LONDON, May 13, 2026, 13:02 BST
- SSE bumped its full-year adjusted earnings per share target to 149p-154p, up from the previous 147p-152p range, after it revised the accounting treatment for losses at Neos Networks.
- SSE reports full-year results May 28. Net debt plus hybrid capital? Still a touch above £10 billion, according to the company’s latest guidance.
- SSE shares slipped 1.29% to 2,448p, according to delayed Bloomberg data as of midday in London.
SSE PLC nudged its profit forecast higher just ahead of its full-year numbers, though the bump was driven by an accounting move linked to Neos Networks—not from fresh improvements in the business itself.
Perth, Scotland-based power generator and network operator now expects adjusted earnings per share for 2025/26 to land between 149p and 154p—a notch up from April’s forecast of 147p to 152p for the same profit measure, which excludes certain items.

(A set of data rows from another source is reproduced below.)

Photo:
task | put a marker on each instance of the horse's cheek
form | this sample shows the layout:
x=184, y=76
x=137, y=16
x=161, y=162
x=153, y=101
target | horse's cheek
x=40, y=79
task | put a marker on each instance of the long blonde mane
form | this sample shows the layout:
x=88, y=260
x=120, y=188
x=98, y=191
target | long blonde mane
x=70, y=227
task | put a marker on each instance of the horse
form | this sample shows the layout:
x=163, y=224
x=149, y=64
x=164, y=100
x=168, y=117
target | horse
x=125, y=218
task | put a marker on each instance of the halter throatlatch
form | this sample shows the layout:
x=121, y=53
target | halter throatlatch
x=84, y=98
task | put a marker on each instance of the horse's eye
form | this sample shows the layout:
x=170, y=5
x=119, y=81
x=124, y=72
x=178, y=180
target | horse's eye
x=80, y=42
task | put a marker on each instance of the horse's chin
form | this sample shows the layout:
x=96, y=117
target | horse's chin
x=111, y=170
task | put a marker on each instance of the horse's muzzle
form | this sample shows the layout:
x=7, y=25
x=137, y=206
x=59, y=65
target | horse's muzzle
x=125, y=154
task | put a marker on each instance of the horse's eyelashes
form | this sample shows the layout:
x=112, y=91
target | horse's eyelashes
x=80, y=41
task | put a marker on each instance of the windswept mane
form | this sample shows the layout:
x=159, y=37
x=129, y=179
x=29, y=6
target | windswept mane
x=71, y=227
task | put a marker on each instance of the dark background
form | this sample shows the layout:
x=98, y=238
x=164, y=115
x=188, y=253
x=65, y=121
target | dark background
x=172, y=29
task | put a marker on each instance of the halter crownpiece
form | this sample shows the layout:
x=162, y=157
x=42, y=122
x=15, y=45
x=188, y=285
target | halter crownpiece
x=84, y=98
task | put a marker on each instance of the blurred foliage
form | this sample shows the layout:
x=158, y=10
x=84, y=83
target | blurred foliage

That’s key for investors right now: they’re parsing not just how much SSE earns, but how those earnings stack up. The utility is pouring cash into the UK’s electricity grid, while rising borrowing costs at home have put its balance sheet under a sharper lens.
SSE has taken its equity investment in Neos Networks down to zero for the year, so it’s stopped booking any further losses under IAS 28—the standard covering associates and joint ventures. That tweak should lift adjusted earnings metrics by 1.9p.
The shift is mechanical, though not insignificant. For Neos, SSE reported that adjusted operating profit changes from a £17.9 million loss before the accounting tweak to a narrower £0.8 million loss after. Adjusted profit after tax goes from a £23.2 million loss to just £1.3 million in the red.
SSE also announced a handful of housekeeping tweaks. The company plans to tighten how it shows debt in its alternative performance measures—those company-specific figures reported alongside statutory accounts. Reporting segments get trimmed as well, dropping to seven from the previous 10. As part of this, SSE Thermal will now fold in the former gas storage business, and Energy Customer Solutions is set to cover both SSE Business Energy and SSE Airtricity.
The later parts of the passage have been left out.